Partially or completely support the SELENON gene.

[ifokkema]

Adapted from NM_020451.2:

The SELENON gene encodes for a selenoprotein, containing the rare amino acid selenocysteine (Sec). Sec is encoded by the UGA codon. The 3' UTRs of selenoprotein mRNAs contain a conserved stem-loop structure, designated the Sec insertion sequence (SECIS) element, that is necessary for the recognition of UGA as a Sec codon, rather than as a stop signal. A second stop-codon redefinition element (SRE) adjacent to the UGA codon has been identified in this gene (PMID:15791204). SRE is a phylogenetically conserved stem-loop structure that stimulates readthrough at the UGA codon, and augments the Sec insertion efficiency by SECIS.

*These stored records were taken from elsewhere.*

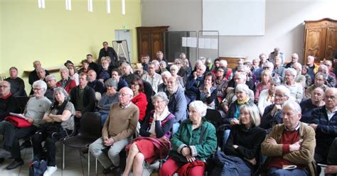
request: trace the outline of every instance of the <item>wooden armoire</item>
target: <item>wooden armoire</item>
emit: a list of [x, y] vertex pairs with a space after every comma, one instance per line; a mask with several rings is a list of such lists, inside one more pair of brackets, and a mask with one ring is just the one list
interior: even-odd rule
[[150, 59], [156, 58], [159, 50], [164, 53], [165, 32], [169, 26], [137, 27], [138, 57], [149, 55]]
[[337, 21], [323, 18], [318, 21], [304, 21], [304, 62], [312, 55], [315, 62], [323, 59], [331, 60], [337, 51]]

An example of where this currently fails is NC_000001.10:g.26140612_26140626delinsT. All endpoints strangely enough return an p.= prediction (not even a p.(=)). Obviously, it's not easy to recognize selenoproteins, but perhaps some steps can be made.

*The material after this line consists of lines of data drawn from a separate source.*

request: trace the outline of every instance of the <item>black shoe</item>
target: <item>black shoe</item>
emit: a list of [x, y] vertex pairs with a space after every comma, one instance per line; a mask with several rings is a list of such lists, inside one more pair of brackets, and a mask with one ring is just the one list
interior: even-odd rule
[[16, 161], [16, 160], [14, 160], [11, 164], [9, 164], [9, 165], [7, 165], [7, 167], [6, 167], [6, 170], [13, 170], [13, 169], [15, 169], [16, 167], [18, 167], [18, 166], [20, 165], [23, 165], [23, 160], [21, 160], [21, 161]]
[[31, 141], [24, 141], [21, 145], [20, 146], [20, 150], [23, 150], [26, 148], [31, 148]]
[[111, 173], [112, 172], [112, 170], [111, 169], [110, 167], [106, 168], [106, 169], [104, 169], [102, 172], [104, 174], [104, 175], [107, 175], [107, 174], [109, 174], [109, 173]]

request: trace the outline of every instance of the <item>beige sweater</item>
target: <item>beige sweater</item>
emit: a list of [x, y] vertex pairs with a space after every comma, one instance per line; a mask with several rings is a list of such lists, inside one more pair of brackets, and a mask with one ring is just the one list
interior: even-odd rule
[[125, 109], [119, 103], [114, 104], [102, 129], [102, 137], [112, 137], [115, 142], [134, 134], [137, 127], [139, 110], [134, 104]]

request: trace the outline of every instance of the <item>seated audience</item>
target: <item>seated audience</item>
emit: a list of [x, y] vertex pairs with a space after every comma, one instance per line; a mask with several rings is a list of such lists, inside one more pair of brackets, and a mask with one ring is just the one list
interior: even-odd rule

• [x] Returning p.(=) instead of p.= would be an improvement already.
• [ ] Since the transcripts are annotated as selenoproteins, it's also possible to annotate these transcripts internally. There could be an online resource perhaps that lists these genes or transcripts, otherwise the NM annotation could be parsed? With this annotation, you can add a warning to the output, or choose to support these transcripts alltogether.
• [ ] If this SRE and/or SECIS element would be detectable by you, you might be able to determine if this TGA will cause a readthrough or not. Otherwise, trusting the NM's given CDS length above the sequence would also work. If the CDS given is divisible by three, the CDS is longer than the stop that you find, and the CDS length coincides with a stop in the sequence, you can incorporate a readthrough aminoacid where earlier stops are found, and continue normally. If there are other issues, just throw a p.?.
• [ ] If you're having trouble finding where to store this annotation, a hack could be to store UGA instead of TGA where you have determined a readthrough to be, and make UGA map to the Sec aminoacid. That's a bit of a hack perhaps, but it could work if you're looking for ways to do it.

[Peter-J-Freeman]

To remind myself, I think that p.(=) shokiuld always be used instead of p.= . We have thought about this before, and I think it does make sense to implement this change. I will do this. now.

There is an alternate translation Alphabet used by Biopython that deals with this issue in theory. Shouldn't need a hack. I'm going to leave this for now until after the next stable release and start putting ideas together here for us to discuss.